Bug 136854

Summary:	[api][encoding] Autodetect files encoding and force BOM save to files
Product:	[Eclipse Project] Platform	Reporter:	Marc Bauer <marc.bau>
Component:	Resources	Assignee:	Platform-Resources-Inbox <platform-resources-inbox>
Status:	NEW ---	QA Contact:
Severity:	enhancement
Priority:	P4	CC:	daniel_megert, eclipse, kashihara, pawel.pogorzelski1, sebastianzartner
Version:	3.1.2
Target Milestone:	---
Hardware:	PC
OS:	Windows XP
Whiteboard:

Description Marc Bauer

2006-04-14 11:57:34 EDT

Daniel Megert forced me in https://bugs.eclipse.org/bugs/show_bug.cgi?id=78455 to issue a new bug for this.

Primary Issue:
We have BIG troubles with non-existing BOM in UTF-8 files.

Cause of Problem:
We come from Dreamweaver and are developing ColdFusion Apps... All old
development is done in Homesite <=5 and Dreamweaver <=6.1 and therefor file encoding is "windows 1252".

Problem description:
So we tryed to change the workspace to UTF8 for creating new files only in UTF8 for getting the apps internationalized in future. After we change this setting all files in the workspace are going to be destroyed if it comes to german umlauts like ö ä ü and others non windows 1252 chars.

if i change the workspace back to windows-1251 and create new files, they are not UTF8 what results in destroyed chars the coldfusion web app (website).

What we expect and will solve the problem for future:
1. we must create new files only in UTF-8 *with* BOM (ColdFusion requires this - Dreamweaver and others, too).

2. encoding autodetection should be in place for older windows-1252 files and they should be opened/saved as windows 1252 whatever the workspace config says and should inherit.

If this is not possible in this way to detect, we must change the workspace to windows 1252 until all files are converted and new files must be created in UTF8 and detected as UTF8 if opened/saved and not like the workspace encoding (win1252).

(*Critical* - eclipse destroyes all our files without our knowledge if workspace is currently UTF8).

3. Additional feature should be a converter message popup, if the opened file does not have similar encoding then the current workspace and convert the file after a choice to the current workspace encoding.
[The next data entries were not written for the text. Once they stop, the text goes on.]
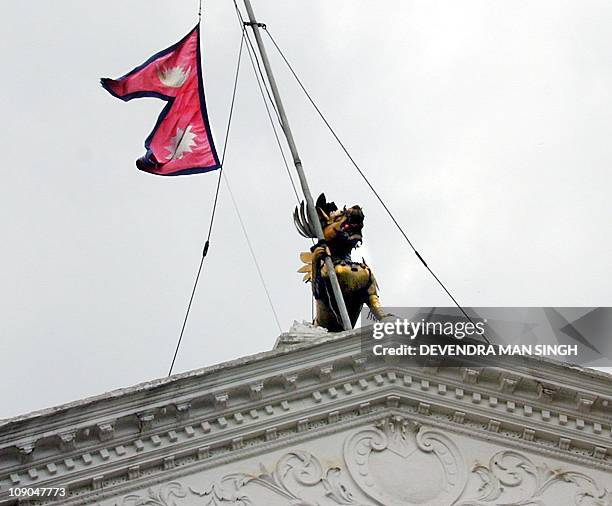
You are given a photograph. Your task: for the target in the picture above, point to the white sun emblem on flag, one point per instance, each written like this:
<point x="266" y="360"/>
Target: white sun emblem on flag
<point x="173" y="77"/>
<point x="181" y="143"/>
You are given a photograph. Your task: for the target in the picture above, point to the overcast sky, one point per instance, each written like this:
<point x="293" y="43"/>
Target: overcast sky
<point x="484" y="124"/>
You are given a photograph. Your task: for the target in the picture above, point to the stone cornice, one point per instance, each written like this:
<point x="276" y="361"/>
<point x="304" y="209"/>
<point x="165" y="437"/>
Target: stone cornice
<point x="196" y="415"/>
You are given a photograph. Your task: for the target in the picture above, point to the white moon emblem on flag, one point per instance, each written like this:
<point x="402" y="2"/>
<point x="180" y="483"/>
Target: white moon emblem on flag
<point x="173" y="77"/>
<point x="181" y="143"/>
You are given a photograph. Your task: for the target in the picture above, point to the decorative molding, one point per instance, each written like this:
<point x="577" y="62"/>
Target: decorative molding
<point x="298" y="477"/>
<point x="162" y="496"/>
<point x="380" y="458"/>
<point x="512" y="479"/>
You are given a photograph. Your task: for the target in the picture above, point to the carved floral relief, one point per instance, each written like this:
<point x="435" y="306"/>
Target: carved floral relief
<point x="395" y="462"/>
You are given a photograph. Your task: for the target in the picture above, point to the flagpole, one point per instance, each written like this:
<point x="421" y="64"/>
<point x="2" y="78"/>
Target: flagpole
<point x="312" y="212"/>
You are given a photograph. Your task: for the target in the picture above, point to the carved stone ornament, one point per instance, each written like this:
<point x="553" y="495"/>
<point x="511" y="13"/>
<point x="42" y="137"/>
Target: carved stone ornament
<point x="399" y="463"/>
<point x="298" y="478"/>
<point x="163" y="496"/>
<point x="511" y="479"/>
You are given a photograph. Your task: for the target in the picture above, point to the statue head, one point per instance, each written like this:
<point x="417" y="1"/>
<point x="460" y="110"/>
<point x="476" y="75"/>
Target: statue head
<point x="342" y="228"/>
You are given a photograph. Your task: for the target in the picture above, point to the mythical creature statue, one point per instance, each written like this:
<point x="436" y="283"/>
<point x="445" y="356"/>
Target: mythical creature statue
<point x="342" y="230"/>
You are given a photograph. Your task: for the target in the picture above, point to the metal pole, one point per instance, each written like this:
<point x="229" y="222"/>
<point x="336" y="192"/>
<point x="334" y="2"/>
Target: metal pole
<point x="313" y="216"/>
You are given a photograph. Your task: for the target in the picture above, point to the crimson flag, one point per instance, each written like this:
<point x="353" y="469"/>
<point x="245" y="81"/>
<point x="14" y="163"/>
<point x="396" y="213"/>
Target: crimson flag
<point x="181" y="142"/>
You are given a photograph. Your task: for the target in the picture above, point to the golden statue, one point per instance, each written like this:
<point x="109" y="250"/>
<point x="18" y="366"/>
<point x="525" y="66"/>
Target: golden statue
<point x="342" y="230"/>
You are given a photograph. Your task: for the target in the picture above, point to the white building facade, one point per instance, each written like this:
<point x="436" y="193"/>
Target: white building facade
<point x="316" y="422"/>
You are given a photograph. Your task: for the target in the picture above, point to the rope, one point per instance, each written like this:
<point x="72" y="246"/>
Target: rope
<point x="367" y="181"/>
<point x="259" y="74"/>
<point x="252" y="251"/>
<point x="214" y="208"/>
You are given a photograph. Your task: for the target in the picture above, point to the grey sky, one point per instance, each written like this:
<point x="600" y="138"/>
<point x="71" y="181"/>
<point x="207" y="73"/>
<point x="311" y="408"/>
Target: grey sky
<point x="484" y="124"/>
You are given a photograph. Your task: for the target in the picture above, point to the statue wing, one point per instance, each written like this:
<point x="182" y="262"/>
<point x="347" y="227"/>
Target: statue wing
<point x="302" y="223"/>
<point x="306" y="257"/>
4. new files must saved as UTF8 and add a BOM by default, everytime! Specification (http://publib.boulder.ibm.com/infocenter/wasinfo/v6r0/index.jsp?topic=/com.ibm.websphere.base.doc/info/aes/ae/cwbs_wsiprofile.html) tells us BOM in UTF8 is optional, but we can see with this problems BOM is a must have and should be inside the files everytime. Marking UTF8 only "optional" with BOM looks to me like a backward compatibility issue for Java and nothing more, so we should go forward for future and save it everytime. Who likes to use 10 years old software - i don't!?
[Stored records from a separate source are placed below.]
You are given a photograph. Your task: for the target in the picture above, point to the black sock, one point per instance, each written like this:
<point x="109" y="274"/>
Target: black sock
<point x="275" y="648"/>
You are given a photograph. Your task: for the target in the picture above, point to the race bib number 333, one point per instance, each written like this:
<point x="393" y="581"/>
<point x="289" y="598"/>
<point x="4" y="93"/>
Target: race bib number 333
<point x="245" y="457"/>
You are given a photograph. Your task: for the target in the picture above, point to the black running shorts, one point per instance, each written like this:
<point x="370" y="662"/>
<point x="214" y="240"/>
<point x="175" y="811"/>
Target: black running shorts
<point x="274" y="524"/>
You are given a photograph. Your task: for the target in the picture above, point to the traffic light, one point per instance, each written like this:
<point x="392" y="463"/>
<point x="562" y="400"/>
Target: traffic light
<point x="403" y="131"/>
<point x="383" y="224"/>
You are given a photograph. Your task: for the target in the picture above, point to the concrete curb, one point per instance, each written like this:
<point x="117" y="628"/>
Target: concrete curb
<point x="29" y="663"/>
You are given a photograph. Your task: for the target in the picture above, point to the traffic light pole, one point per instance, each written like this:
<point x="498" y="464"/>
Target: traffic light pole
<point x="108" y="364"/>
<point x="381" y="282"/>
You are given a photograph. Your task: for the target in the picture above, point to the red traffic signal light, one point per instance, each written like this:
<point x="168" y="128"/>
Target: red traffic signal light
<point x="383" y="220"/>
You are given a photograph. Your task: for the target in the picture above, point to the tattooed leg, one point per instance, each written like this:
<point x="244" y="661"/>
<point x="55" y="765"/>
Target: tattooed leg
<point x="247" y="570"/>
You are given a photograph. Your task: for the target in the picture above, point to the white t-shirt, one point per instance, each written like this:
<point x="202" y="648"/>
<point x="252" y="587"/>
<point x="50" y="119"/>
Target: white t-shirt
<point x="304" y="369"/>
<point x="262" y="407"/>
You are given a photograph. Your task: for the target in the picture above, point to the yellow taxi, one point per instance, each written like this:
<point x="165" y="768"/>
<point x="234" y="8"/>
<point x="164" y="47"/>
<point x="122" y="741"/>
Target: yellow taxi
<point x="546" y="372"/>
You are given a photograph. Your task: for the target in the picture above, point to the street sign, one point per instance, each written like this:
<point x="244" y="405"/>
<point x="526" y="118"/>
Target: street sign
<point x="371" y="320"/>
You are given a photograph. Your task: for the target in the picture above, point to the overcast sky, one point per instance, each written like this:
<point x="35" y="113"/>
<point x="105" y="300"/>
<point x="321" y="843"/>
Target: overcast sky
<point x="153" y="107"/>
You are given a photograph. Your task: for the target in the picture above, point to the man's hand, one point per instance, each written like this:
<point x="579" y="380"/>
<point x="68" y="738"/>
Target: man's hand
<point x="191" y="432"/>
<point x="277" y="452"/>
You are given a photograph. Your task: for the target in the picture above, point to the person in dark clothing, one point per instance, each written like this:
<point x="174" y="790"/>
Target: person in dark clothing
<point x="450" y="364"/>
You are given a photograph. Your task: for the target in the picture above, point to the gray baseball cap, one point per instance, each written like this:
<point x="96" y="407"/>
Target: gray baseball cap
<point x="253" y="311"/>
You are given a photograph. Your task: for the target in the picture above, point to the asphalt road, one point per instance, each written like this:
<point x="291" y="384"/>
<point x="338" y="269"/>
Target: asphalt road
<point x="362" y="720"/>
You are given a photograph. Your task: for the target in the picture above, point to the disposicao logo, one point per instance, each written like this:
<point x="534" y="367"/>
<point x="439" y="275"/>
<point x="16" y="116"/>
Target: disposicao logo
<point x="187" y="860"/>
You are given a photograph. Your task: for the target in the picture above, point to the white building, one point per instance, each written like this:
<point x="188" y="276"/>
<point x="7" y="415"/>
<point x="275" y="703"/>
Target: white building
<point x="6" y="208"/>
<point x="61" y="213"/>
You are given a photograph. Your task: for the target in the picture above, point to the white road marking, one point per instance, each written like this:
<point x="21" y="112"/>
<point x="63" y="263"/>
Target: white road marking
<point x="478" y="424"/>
5. additional i found there is the same problem with UTF16 in eclipse. IBM
wrote in http://publib.boulder.ibm.com/infocenter/wasinfo/v6r0/index.jsp?topic=/com.ibm.websphere.base.doc/info/aes/ae/cwbs_wsiprofile.html
there must be BOM in UTF-16, but eclipse do not write this everytime. Only the
UTF-16 setting saves a BOM to the files the UTF-16LE and UTF-16BE not!

What we must do today:
Wait until this Bug is fixed and go back to Dreamweaver what is supporting BOM's in UTF8 by default.

Regards
Marc

Comment 1 Dani Megert

2006-04-17 15:12:35 EDT

>Daniel Megert forced me in https://bugs.eclipse.org/bugs/show_bug.cgi?id=78455
>to issue a new bug for this.
Not true. I didn't force anybody, just indicated that you might raise this again. So please stay with facts.
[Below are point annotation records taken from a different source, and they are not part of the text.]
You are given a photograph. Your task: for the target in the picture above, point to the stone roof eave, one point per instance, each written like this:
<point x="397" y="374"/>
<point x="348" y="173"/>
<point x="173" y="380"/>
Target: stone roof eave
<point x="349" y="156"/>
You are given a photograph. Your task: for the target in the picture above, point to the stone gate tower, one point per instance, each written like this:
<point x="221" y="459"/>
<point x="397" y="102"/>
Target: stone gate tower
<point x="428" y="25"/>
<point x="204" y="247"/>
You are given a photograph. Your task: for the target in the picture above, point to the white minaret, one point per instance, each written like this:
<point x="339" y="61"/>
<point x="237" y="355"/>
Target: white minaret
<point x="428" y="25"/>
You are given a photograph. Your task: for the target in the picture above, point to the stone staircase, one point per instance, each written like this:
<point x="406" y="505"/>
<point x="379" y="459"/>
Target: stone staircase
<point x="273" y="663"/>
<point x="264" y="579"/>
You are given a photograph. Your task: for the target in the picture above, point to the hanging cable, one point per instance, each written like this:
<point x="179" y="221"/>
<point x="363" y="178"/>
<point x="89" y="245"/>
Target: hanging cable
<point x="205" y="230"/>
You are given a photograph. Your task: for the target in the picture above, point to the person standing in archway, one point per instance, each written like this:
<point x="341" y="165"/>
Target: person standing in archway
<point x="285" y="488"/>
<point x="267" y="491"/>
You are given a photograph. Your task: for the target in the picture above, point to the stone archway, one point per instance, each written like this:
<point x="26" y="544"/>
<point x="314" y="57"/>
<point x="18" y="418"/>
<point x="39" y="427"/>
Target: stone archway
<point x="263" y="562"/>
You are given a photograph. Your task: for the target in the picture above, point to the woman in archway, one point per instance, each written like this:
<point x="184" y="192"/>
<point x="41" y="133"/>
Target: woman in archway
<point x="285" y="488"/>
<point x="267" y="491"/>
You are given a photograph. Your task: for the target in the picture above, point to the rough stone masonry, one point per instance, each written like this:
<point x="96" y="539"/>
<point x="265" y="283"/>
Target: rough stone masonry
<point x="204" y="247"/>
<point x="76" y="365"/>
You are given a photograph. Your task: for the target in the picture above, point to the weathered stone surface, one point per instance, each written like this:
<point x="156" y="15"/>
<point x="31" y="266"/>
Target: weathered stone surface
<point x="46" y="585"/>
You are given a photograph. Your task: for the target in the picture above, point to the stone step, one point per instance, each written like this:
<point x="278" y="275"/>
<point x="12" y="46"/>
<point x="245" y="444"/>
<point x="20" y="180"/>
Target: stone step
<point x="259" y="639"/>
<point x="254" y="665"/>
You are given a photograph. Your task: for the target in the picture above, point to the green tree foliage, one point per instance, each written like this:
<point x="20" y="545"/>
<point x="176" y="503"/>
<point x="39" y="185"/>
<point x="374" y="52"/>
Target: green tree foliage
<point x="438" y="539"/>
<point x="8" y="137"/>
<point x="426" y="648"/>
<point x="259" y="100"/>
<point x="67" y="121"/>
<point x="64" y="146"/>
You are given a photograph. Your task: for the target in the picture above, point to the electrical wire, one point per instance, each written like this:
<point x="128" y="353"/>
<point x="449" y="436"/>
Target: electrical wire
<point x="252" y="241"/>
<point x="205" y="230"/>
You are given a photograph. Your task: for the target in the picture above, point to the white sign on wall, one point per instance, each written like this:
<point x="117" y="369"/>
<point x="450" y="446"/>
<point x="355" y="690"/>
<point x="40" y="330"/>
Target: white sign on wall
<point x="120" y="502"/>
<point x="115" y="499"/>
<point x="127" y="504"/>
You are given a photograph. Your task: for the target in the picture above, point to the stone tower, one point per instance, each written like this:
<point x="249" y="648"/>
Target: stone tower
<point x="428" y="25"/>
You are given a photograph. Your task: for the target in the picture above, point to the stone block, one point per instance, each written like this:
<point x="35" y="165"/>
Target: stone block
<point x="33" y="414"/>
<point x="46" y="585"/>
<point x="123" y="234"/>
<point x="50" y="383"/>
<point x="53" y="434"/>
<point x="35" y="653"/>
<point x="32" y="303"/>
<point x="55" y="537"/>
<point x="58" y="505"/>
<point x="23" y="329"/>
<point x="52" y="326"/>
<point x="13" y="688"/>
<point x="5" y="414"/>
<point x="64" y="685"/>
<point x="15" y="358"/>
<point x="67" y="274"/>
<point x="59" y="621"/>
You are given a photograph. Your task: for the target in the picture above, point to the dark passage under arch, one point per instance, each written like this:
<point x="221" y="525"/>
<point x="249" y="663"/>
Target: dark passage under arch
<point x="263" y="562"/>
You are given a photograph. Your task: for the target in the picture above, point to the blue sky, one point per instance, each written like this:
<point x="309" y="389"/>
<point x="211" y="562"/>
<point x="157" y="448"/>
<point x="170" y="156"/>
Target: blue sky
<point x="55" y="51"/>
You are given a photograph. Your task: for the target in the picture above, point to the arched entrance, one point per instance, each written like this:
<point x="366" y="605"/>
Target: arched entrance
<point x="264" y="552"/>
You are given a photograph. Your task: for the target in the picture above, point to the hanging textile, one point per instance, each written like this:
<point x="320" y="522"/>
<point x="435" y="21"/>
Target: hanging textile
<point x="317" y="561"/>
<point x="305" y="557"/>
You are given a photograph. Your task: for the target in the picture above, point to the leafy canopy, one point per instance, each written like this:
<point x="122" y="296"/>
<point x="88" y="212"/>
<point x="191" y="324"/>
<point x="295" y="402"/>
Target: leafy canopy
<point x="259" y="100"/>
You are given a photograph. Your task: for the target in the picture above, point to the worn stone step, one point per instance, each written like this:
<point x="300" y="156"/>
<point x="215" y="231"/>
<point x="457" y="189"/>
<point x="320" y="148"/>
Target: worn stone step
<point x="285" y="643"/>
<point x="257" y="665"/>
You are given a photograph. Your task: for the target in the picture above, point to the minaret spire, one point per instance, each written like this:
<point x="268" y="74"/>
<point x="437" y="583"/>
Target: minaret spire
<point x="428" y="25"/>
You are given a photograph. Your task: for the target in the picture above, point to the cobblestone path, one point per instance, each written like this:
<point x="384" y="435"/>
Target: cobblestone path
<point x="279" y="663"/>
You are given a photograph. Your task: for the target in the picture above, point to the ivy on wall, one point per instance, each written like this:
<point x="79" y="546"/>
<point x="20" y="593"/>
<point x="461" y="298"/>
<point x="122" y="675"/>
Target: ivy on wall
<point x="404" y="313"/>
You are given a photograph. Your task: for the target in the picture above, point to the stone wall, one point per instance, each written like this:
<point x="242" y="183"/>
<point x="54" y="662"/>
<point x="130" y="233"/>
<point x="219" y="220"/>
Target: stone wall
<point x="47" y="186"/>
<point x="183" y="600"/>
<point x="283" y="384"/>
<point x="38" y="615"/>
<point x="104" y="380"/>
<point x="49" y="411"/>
Moving to Platform Resource since encoding detection is there.

Comment 2 Rafael Chaves

2006-04-17 17:34:27 EDT

The support for encoding in the workspace is based on what is available from Java. For any given resource in the workspace, it is possible to obtain a charset string that can be used with any Java APIs that take charset strings. Examples are: 'US-ASCII', 'UTF-8', 'Cp1252', 'UTF-16' (Big Endian, BOM inserted automatically), 'UTF-16BE' (Big Endian, BOM not inserted automatically), 'UTF-16LE' (Little Endian, BOM not inserted automatically).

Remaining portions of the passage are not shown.